Kenneth Marshall
- Born: Kenneth Walker Marshall 23 July 1911 Kimberley, South Africa
- Died: 14 October 1992 (aged 81) Cape Town, South Africa
- School: Christian Brothers College, Kimberley Edinburgh Academy

Rugby union career

Amateur team(s)
- Years: Team / Apps / (Points)
- Edinburgh Academicals

Provincial / State sides
- Years: Team / Apps / (Points)
- 1933: Scotland Probables

International career
- Years: Team / Apps / (Points)
- 1934–37: Scotland

= Kenneth Walker Marshall =

Scottish rugby union player and cricketer

Kenneth Walker Marshall (23 July 1911 – 14 October 1992) was a Scotland international rugby union player; and Scotland international cricket player.

==Rugby Union career==

===Amateur career===

He played for Edinburgh Academicals.

===Provincial career===

He played for Scotland Probables in their trial match against Scotland Possibles in January 1933, the Glasgow Herald noting that the comparison to the Possibles full back David Brown:

Of the two full backs, Kenneth Marshall is neater, faster and safer in gathering the ball. David Brown, owing to this powerful physique, is better than Marshall in getting clear of a mess whether of his own, or another's making. It was noticeable at Murrayfield that Brown was able to kick for touch even when an opponent was on top of him, and usually it was the opponent that was bowled over by the impact.
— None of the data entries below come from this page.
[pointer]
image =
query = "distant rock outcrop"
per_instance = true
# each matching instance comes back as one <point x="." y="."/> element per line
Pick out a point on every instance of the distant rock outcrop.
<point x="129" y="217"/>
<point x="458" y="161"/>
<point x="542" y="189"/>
The Herald went on to note that neither full back was perfect, Brown could have done with Marshall's agility and pace; and Marshall could have used Brown's weight and power. Nevertheless, despite the Possibles 21–9 defeat, it was Brown that the selectors chose for international recognition, with Marshall having to wait to the following year for his selection.

===International career===

He was capped for between 1934 and 1937.

==Cricket career==

He also played for the Scotland national cricket team.

==Military career==

He was a 2nd Lieutenant in the 6th Gurkha Rifles, India (1941-1945).

==Business career==

In addition to his Scottish sporting career (based in Edinburgh) he lived in India and in China in the early to middle part of his adult life, as well as travelling extensively.

Interested in Chinese antiquities, and had an export business in China exporting these to Scotland. He had a working knowledge of Mandarin.

He established a coffee farm in the Vumba, in the eastern highlands of Rhodesia, where he spent the latter part of his working life. Retired to Hermanus, South Africa with his third wife.

==Family==

Marshall was born in Kimberley, South Africa in 1911, of Scottish descent. One of two brothers (brother – Gordon Marshall). Their father Walker Marshall (born Edinburgh, 1866) was an Accountant for De Beers, and their mother Margaret Marshall (Purves) (born Belfast) was a nurse. Kenneth attended Christian Brothers College, in Kimberley and later Edinburgh Academy, in Edinburgh.

Married three times (Marion, Patricia, Diana), the father of two sons, Hugh (born in India) and Al (born in Rhodesia), and four grandchildren – Alison (born in Malawi), Sarah (born in Sri Lanka), Kaiser and Dakota (both born in the United States).

==Death==

He died in Cape Town in 1992, and is buried in Hermanus, South Africa.